Beside his work he was chairman of JOVD, the youth section of Dutch conservative-liberal party VVD. Because of his progressive political ideas he helped found the Liberal Democratic Centre, a group of progressive-minded VVD members who wanted Henk Korthals to succeed Pieter Oud as party leader. When Edzo Toxopeus became leader instead, Roethof broke away from the VVD and in 1964 he joined the social-democratic PvdA.

== Political career ==
From February 1964 Roethof worked at the Dutch Ministry of Foreign Affairs, until he was elected as a PvdA MP in the House of Representatives of the Netherlands in 1969. He would remain an MP until 1989, with a break from 1982 to 1986. He was specialised in matters of law, law enforcement and media. He also worked on international law, workers' rights to strike and the legal position of civil servants.

During the 1980s, Roethof was frequently the subject of controversy because of his controversial views on pedophilia. In 1984, he appeared on the television program Het Capitool to oppose a ban on child pornography. A few years later, on 30 January 1988, as a member of the House of Representatives, he gave a speech on sexual freedom of choice and related legislation during the 5th-anniversary celebration of the pro-pedophile Vereniging Martijn. During the speech, he spoke out in opposition what he saw as the unnecessary focus on child protection as "moralising of the worst kind". The next day, the newspaper Trouw would publish an interview with anesthesiologist and columnist Bob Smalhout, who advocated for mandatory AIDS testing and strongly opposed Roethof's comments.

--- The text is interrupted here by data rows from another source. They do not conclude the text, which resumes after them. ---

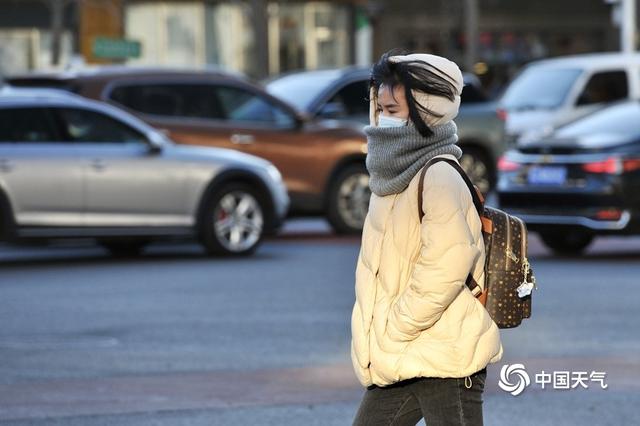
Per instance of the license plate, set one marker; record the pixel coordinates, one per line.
(547, 175)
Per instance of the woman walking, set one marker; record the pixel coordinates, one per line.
(420, 340)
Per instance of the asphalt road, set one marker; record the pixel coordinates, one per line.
(176, 338)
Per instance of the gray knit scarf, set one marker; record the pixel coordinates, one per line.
(396, 154)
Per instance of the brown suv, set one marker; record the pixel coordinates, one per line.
(322, 163)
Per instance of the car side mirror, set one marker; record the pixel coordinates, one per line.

To a reply by interviewer Tim Dekkers that Roethof was merely drawing a distinction between pedophilia and child rape, Smalhout answered unwaveringly: "I don't know if you have children. But if you ever have children and a pedophile harms them, there's only one thing you'll want to do, and that is to kill that guy."

Hein Roethof died in Utrecht on 15 January 1996. His daughter, Guikje Roethof, would serve as member of the House of Representatives for D66 from 1994 to 1998.